We talked a little. Mostly small talk. I told her how sorry I was, how I couldn’t make sense of it either. She said Evan had been quiet in the weeks before the murders—more than usual. She said sometimes, late at night, she’d hear him whispering to someone in his room. When she asked who he was talking to, he told her, “Just someone who understands.”
She said that was the last time they spoke before he moved out.
At some point, I asked if I could see his old room. She hesitated, like she didn’t want to, but eventually said yes. “It’s just how he left it,” she whispered. “We haven’t touched a thing.”

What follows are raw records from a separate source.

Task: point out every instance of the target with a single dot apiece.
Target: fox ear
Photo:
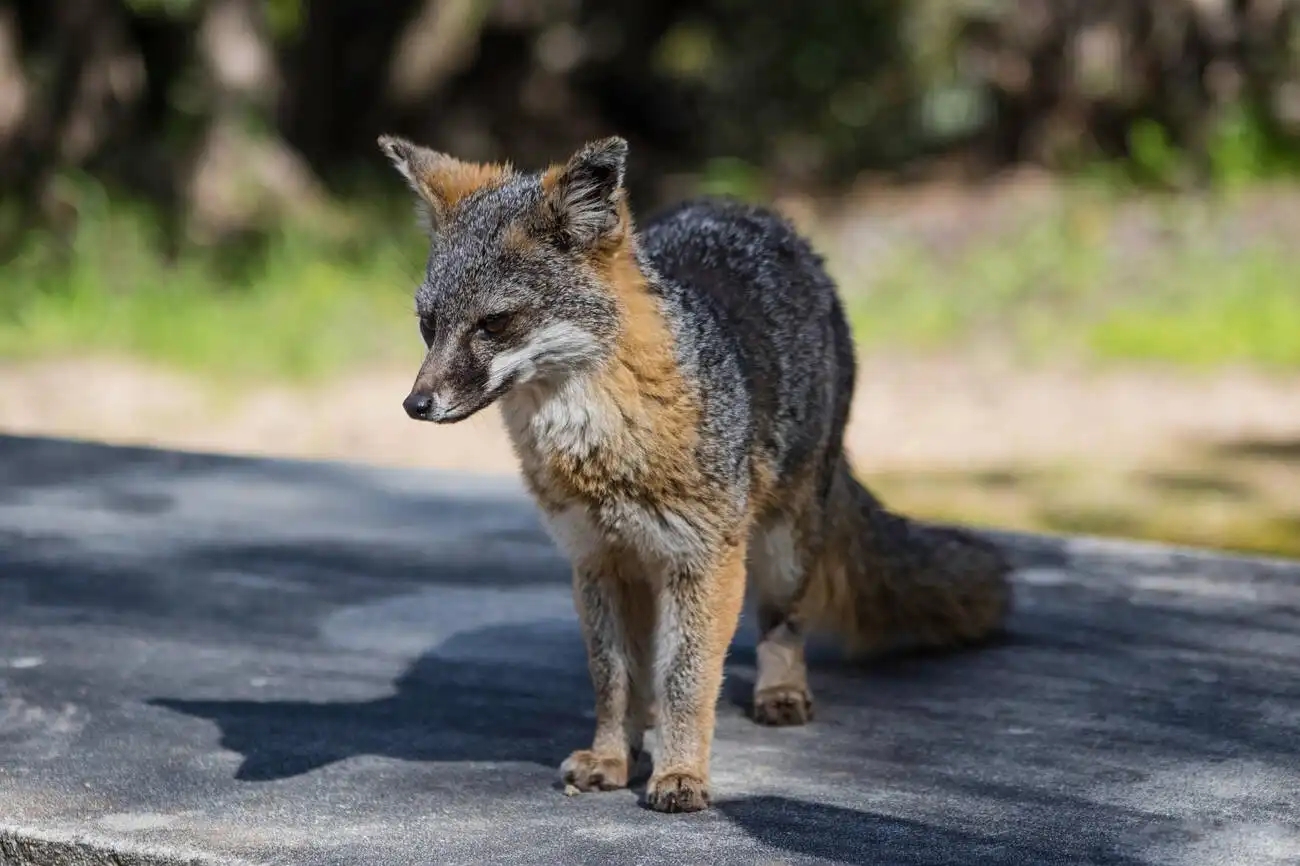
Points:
(419, 165)
(584, 194)
(441, 181)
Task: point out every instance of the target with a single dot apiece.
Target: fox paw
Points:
(589, 771)
(677, 792)
(783, 706)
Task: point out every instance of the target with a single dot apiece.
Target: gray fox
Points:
(676, 397)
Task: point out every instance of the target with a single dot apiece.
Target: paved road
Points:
(208, 659)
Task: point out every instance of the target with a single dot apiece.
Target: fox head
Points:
(516, 288)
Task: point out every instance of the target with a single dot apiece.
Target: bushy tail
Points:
(887, 580)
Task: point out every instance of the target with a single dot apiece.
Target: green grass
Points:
(297, 308)
(1174, 281)
(1069, 282)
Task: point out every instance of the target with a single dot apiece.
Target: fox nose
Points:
(417, 406)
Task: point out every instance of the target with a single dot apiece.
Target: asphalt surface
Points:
(212, 659)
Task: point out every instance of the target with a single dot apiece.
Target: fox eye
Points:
(494, 324)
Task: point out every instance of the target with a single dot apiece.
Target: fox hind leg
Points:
(778, 567)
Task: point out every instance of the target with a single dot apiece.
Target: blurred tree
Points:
(237, 113)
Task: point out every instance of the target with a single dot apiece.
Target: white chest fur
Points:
(577, 421)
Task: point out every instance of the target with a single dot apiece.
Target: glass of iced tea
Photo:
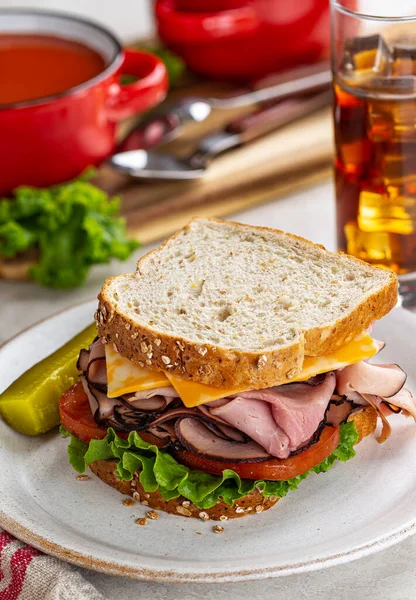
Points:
(374, 68)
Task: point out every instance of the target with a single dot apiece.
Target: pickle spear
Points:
(31, 403)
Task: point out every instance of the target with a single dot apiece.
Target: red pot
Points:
(208, 5)
(260, 37)
(53, 139)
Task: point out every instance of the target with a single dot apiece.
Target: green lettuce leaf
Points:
(72, 226)
(159, 470)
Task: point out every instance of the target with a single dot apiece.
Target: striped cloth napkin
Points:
(27, 574)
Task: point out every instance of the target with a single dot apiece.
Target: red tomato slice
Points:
(274, 469)
(76, 415)
(77, 418)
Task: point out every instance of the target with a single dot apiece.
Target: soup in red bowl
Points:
(61, 97)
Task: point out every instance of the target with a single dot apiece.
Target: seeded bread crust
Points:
(365, 420)
(230, 367)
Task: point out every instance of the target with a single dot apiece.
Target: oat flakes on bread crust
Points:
(365, 420)
(233, 305)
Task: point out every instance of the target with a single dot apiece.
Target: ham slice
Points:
(281, 419)
(365, 378)
(405, 401)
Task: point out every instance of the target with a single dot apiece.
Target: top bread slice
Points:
(237, 306)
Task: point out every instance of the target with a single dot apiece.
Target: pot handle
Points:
(149, 90)
(180, 27)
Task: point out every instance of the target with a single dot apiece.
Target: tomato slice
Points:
(76, 415)
(77, 418)
(274, 469)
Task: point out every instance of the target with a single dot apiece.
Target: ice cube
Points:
(374, 247)
(383, 213)
(392, 120)
(365, 54)
(399, 165)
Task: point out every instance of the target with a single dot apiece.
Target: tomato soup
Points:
(36, 66)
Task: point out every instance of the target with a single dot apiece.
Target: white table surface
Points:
(389, 575)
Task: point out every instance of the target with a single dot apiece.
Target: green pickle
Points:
(31, 404)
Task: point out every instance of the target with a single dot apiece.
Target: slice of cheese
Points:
(125, 377)
(193, 393)
(361, 348)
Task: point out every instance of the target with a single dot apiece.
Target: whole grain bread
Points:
(365, 420)
(237, 306)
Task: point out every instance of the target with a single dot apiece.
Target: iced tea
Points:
(375, 165)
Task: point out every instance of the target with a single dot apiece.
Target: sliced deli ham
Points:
(366, 378)
(283, 418)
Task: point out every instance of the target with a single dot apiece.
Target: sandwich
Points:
(235, 362)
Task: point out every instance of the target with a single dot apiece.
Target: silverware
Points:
(166, 123)
(157, 165)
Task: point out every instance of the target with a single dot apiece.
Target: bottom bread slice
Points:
(365, 421)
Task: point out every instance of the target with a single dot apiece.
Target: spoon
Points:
(151, 164)
(166, 123)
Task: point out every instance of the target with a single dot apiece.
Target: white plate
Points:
(355, 509)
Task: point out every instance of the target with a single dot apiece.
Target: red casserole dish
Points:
(252, 40)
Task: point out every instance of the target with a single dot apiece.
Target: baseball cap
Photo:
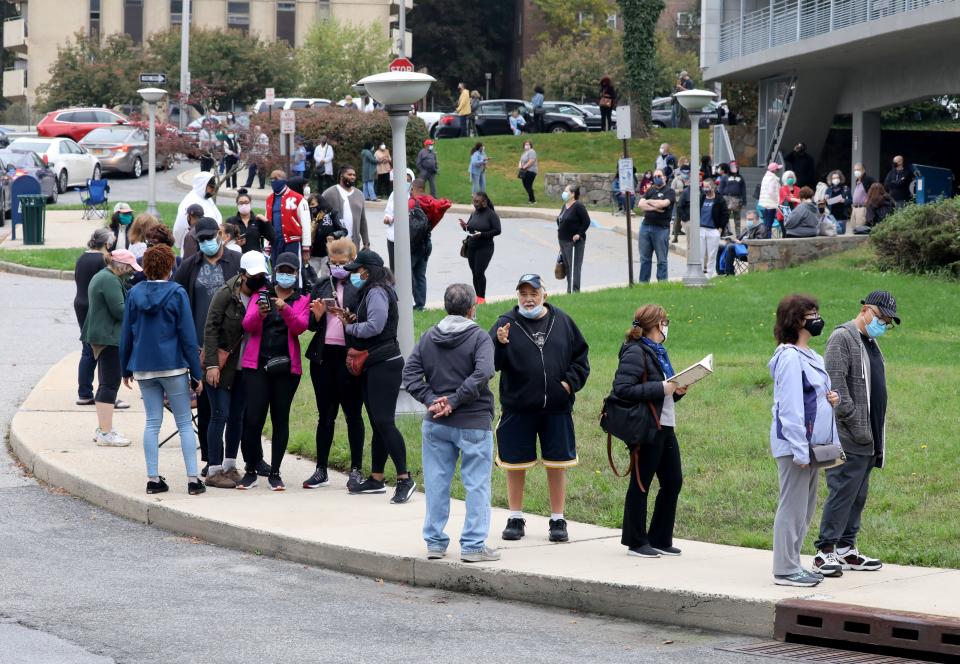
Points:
(206, 228)
(532, 279)
(253, 262)
(365, 258)
(127, 258)
(885, 302)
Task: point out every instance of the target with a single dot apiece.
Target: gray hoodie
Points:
(454, 359)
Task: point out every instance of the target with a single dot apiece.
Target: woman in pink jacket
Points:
(274, 321)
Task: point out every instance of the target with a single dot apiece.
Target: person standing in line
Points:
(334, 387)
(347, 201)
(528, 169)
(106, 297)
(572, 225)
(858, 373)
(641, 377)
(449, 372)
(158, 349)
(222, 354)
(427, 166)
(482, 226)
(274, 321)
(373, 328)
(478, 168)
(542, 359)
(657, 207)
(803, 403)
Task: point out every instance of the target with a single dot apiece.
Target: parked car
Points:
(70, 162)
(493, 117)
(17, 163)
(76, 123)
(119, 149)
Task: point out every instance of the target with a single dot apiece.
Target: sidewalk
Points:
(710, 586)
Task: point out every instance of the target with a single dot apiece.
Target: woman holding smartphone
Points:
(333, 386)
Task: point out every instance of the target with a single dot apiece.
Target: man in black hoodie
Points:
(542, 359)
(449, 372)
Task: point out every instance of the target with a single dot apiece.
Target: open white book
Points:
(694, 373)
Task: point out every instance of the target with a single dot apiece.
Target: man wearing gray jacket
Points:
(449, 372)
(855, 364)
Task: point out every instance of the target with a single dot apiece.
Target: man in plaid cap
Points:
(855, 364)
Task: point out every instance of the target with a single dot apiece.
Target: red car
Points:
(76, 123)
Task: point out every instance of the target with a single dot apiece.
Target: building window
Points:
(287, 22)
(133, 20)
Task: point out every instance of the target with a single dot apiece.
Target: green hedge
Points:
(921, 239)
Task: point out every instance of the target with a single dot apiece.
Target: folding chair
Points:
(94, 198)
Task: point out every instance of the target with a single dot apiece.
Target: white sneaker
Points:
(111, 438)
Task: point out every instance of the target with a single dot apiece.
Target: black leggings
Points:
(108, 375)
(662, 458)
(479, 256)
(334, 388)
(381, 387)
(274, 393)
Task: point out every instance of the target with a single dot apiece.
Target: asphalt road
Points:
(81, 586)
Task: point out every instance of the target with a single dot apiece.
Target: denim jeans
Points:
(441, 447)
(177, 389)
(226, 412)
(653, 239)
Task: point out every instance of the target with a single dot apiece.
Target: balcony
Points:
(15, 35)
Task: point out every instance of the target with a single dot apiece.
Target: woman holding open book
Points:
(642, 377)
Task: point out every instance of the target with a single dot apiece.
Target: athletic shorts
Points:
(517, 435)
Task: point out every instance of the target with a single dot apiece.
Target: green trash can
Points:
(34, 211)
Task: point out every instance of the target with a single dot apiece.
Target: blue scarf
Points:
(662, 356)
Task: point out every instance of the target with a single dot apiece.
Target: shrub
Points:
(920, 239)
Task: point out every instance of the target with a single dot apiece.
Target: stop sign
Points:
(401, 64)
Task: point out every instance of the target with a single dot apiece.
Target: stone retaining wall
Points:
(779, 254)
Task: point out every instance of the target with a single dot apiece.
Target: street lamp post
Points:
(694, 101)
(397, 91)
(152, 96)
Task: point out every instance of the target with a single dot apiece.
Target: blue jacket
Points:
(801, 413)
(158, 333)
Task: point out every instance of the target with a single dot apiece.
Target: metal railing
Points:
(788, 21)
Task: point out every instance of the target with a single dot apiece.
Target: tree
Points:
(336, 55)
(88, 73)
(572, 69)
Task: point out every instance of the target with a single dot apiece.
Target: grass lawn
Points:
(730, 486)
(596, 152)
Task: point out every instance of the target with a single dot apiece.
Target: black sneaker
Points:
(248, 481)
(515, 529)
(558, 530)
(318, 479)
(404, 490)
(370, 485)
(157, 487)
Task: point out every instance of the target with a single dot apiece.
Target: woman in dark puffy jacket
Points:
(640, 378)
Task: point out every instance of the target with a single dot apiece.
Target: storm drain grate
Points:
(799, 652)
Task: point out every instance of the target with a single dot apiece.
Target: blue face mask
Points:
(285, 280)
(210, 247)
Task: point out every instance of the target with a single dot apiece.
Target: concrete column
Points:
(866, 141)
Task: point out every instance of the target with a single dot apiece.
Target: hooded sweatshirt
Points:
(197, 195)
(454, 359)
(802, 416)
(158, 333)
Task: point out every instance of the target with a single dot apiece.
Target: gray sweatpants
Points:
(798, 502)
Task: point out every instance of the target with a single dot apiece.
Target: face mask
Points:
(285, 280)
(210, 247)
(532, 313)
(814, 326)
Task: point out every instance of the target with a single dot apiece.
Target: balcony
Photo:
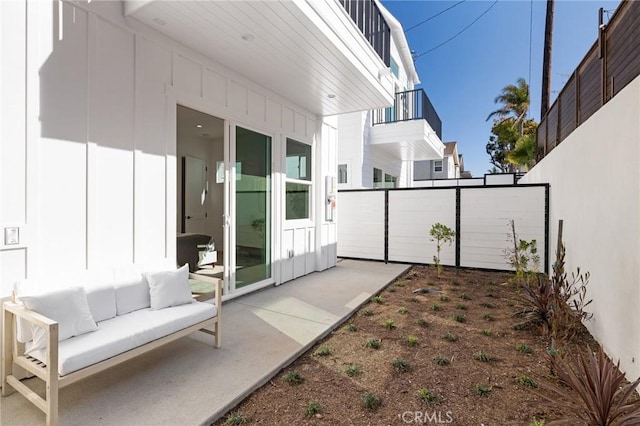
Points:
(310, 52)
(410, 130)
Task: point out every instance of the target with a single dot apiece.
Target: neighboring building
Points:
(448, 167)
(377, 148)
(126, 123)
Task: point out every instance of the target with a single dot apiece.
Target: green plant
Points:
(482, 356)
(236, 418)
(293, 378)
(459, 318)
(527, 381)
(324, 350)
(450, 337)
(441, 360)
(600, 395)
(400, 365)
(370, 401)
(374, 343)
(523, 348)
(483, 390)
(427, 396)
(441, 234)
(412, 340)
(388, 324)
(313, 408)
(522, 255)
(353, 370)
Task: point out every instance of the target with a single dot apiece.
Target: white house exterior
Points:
(377, 148)
(101, 101)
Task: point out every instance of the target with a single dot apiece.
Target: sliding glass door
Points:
(253, 207)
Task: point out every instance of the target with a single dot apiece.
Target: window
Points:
(377, 178)
(298, 184)
(342, 174)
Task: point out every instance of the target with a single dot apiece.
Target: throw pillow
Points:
(68, 307)
(169, 288)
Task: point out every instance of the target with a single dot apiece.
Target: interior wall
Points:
(594, 176)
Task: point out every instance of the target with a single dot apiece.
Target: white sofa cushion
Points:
(132, 293)
(102, 302)
(123, 333)
(169, 288)
(69, 307)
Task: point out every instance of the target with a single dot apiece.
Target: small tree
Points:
(441, 234)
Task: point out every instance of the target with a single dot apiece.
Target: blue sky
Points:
(463, 77)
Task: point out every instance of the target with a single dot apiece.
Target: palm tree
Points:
(515, 103)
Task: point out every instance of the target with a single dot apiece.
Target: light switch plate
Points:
(11, 236)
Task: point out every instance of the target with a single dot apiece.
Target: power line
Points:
(434, 16)
(459, 32)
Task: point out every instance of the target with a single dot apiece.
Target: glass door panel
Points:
(252, 207)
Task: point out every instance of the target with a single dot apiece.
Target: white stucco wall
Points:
(594, 176)
(88, 150)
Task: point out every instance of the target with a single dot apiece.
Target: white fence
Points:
(393, 224)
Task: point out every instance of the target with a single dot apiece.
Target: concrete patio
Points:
(189, 383)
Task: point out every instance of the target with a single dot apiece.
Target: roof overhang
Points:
(408, 140)
(309, 52)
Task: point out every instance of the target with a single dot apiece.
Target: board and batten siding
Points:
(99, 137)
(485, 213)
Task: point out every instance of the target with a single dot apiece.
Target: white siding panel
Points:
(484, 217)
(214, 87)
(411, 216)
(110, 166)
(153, 71)
(187, 75)
(361, 225)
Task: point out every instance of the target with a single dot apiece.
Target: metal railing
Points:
(611, 63)
(367, 16)
(408, 106)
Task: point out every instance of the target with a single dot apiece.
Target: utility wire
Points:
(458, 33)
(434, 16)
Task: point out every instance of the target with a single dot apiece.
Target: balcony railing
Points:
(407, 106)
(367, 16)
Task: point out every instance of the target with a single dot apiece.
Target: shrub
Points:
(353, 370)
(293, 378)
(412, 340)
(324, 350)
(236, 418)
(370, 401)
(374, 343)
(313, 408)
(440, 234)
(600, 395)
(427, 396)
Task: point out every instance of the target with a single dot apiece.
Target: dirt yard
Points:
(451, 356)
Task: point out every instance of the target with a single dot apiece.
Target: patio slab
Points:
(188, 382)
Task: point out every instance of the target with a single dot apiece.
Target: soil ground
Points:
(477, 307)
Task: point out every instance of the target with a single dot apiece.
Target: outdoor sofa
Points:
(97, 328)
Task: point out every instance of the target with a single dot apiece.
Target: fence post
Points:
(458, 193)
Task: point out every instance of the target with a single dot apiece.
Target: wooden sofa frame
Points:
(13, 353)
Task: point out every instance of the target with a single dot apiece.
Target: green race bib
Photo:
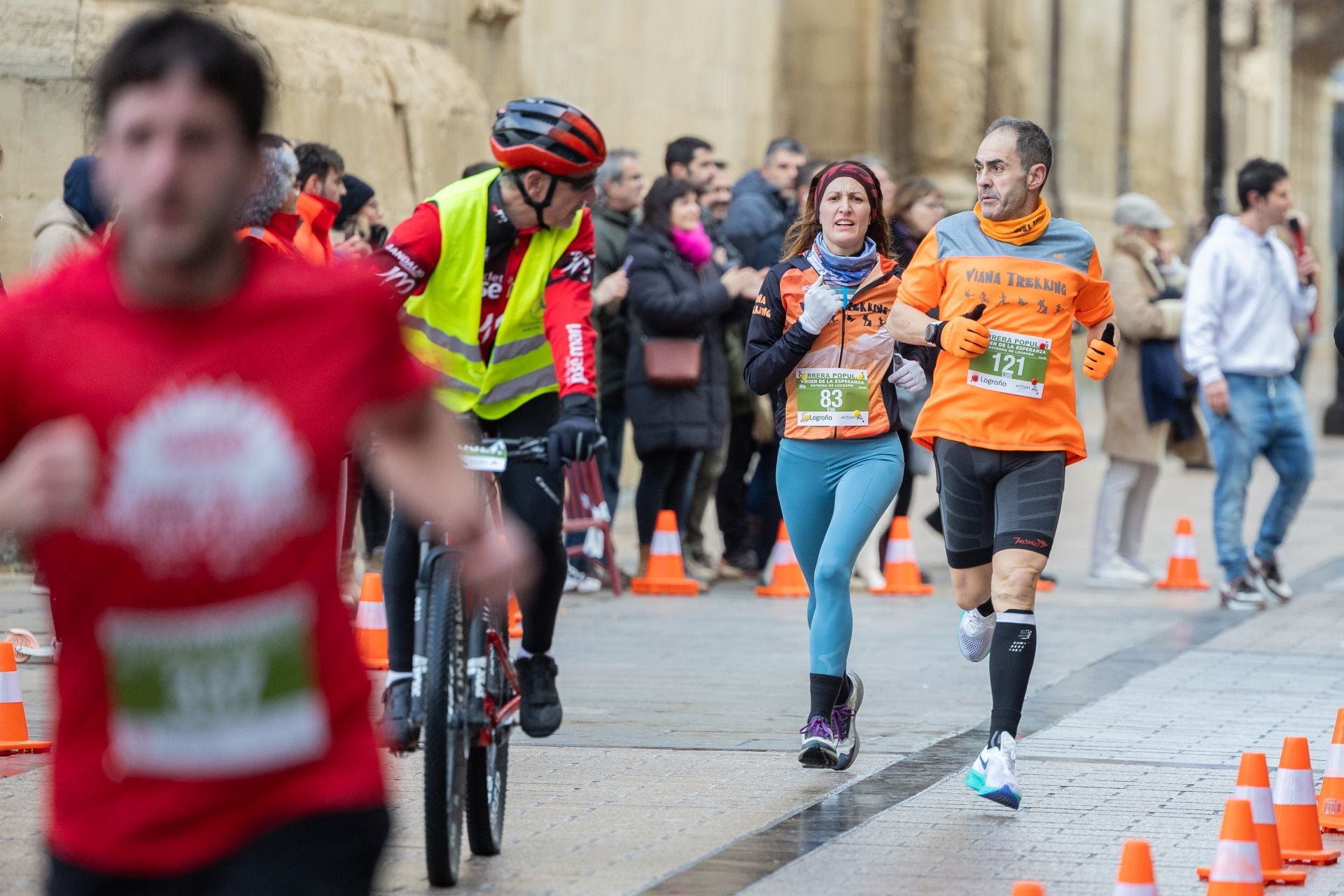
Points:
(1014, 363)
(831, 397)
(214, 692)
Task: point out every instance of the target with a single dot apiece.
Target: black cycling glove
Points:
(577, 433)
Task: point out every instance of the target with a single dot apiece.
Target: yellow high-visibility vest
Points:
(441, 326)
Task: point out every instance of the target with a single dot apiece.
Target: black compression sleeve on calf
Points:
(1011, 657)
(824, 692)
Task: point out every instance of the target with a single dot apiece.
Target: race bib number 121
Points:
(1014, 363)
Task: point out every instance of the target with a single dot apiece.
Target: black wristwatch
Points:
(932, 333)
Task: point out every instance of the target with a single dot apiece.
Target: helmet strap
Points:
(537, 206)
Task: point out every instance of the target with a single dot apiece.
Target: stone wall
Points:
(406, 92)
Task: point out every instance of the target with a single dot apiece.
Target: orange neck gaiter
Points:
(1021, 230)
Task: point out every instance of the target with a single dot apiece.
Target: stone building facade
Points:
(405, 88)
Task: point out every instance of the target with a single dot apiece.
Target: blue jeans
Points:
(834, 492)
(1266, 415)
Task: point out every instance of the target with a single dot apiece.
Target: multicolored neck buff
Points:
(1021, 230)
(846, 270)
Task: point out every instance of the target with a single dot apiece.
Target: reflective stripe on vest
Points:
(441, 326)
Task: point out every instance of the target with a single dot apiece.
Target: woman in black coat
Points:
(676, 292)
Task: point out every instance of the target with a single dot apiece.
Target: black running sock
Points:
(844, 690)
(824, 692)
(1011, 656)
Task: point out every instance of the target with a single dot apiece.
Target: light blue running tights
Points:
(832, 493)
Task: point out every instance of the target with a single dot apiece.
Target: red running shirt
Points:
(209, 681)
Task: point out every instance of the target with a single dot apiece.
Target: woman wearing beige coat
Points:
(1142, 266)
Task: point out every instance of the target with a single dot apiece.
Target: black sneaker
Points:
(540, 707)
(1240, 594)
(400, 735)
(1265, 574)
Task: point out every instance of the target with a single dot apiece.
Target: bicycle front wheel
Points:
(445, 722)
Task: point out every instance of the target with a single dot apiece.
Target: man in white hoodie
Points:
(1245, 293)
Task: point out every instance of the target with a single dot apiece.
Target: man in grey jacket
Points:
(1245, 293)
(762, 204)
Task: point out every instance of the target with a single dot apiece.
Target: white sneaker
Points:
(974, 634)
(1140, 568)
(1117, 574)
(993, 776)
(575, 580)
(844, 724)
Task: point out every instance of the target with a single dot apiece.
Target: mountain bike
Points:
(464, 687)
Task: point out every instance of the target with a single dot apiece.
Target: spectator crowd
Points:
(682, 253)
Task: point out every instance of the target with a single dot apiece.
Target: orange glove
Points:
(964, 336)
(1101, 354)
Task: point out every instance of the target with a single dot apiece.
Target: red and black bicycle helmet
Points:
(549, 134)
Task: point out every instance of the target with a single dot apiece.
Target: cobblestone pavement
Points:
(673, 770)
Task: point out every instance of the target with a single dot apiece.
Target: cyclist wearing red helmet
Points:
(495, 276)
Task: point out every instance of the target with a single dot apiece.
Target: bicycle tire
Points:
(445, 716)
(487, 767)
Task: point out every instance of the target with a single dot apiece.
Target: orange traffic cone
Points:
(1253, 786)
(515, 617)
(787, 575)
(371, 624)
(14, 723)
(1294, 808)
(1183, 570)
(901, 568)
(1136, 871)
(1237, 869)
(666, 575)
(1331, 802)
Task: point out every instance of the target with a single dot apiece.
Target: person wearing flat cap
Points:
(1145, 280)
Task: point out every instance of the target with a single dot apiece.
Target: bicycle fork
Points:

The stairs creaked under my weight. His room was at the end of the hall. The door was half-closed, the air behind it colder somehow.
It was like stepping back in time. Same twin bed, neatly made. Same desk by the window, lamp turned slightly askew. Dust covered most of it, but the space felt… aware. Like the moment I walked in, it noticed me.
I don’t know why I started looking through his stuff. Guilt, maybe. Curiosity. I opened drawers, flipped through old notebooks, and found pages filled with strange sentences written over and over again:
Yes to all things.
To say yes is to serve.
To serve is to hear.
His handwriting was neat but shaky, like he was forcing himself to copy something.
Then I saw it—a thick, black book wedged between the bed and the nightstand. It was too large to be a Bible but shaped like one. The cover was plain except for the title pressed into the leather in faded gold:
“The Books of Enoch.”
Books?
I’d heard of it in passing. Some old apocryphal text, something not included in the Bible. But this wasn’t like any printed copy I’d seen online. The pages were thick, yellowed, and handwritten. No two pages looked the same. Different handwriting styles, different inks, even different languages. Some of the margins had small drawings of circles and symbols that looked like eyes, or maybe suns.
As I flipped through, I saw notes scrawled in English—words that looked newer than the rest. I recognized the handwriting immediately. Evan’s.
Obedience is the first act of creation.
To say yes is to open the ear that hears.
Say yes, and it will know your name.
There were streaks of something dark on the edge of the page. At first, I thought it was old ink—but when I rubbed it with my thumb, it smeared wet.
Not fresh enough to drip, but fresh enough to be sticky.
I looked at my fingers. It was blood. Not dry, not old—fresh.
That’s when I heard it.
A whisper. Not from behind me, not from the hallway. From inside the book.
I froze. It was soft, too faint to make out at first, but definitely a voice. I pressed the pages tighter together, thinking maybe I’d imagined it—but the whisper got louder. Breathier. Like someone’s mouth was pressed right against the paper.
I dropped the book and stumbled backward. The whisper stopped instantly.
When I picked it up again, the words on the open page had changed. I swear to God they had. The line that had read “Say yes, and it will know your name” now said:
Say yes, and you already have.
I don’t remember leaving the room. I don’t remember driving home. But I can still smell that metallic scent on my hands.
It wasn’t until I got back to my apartment and turned on the light that I saw it—faint letters written across my palm in dried red lines, like something had pressed against it.
Three letters.
Y E S.
That was two nights ago.
I don’t know if I’m posting this because I want help, or because part of me just needs to get it out before it gets worse. But every time I close my eyes, I hear it again—that whisper, coming from somewhere behind the words.
I’m seeing shadows, feelings things touch me when nothings there, and I don’t know what to do.
I think it’s still waiting for me to answer.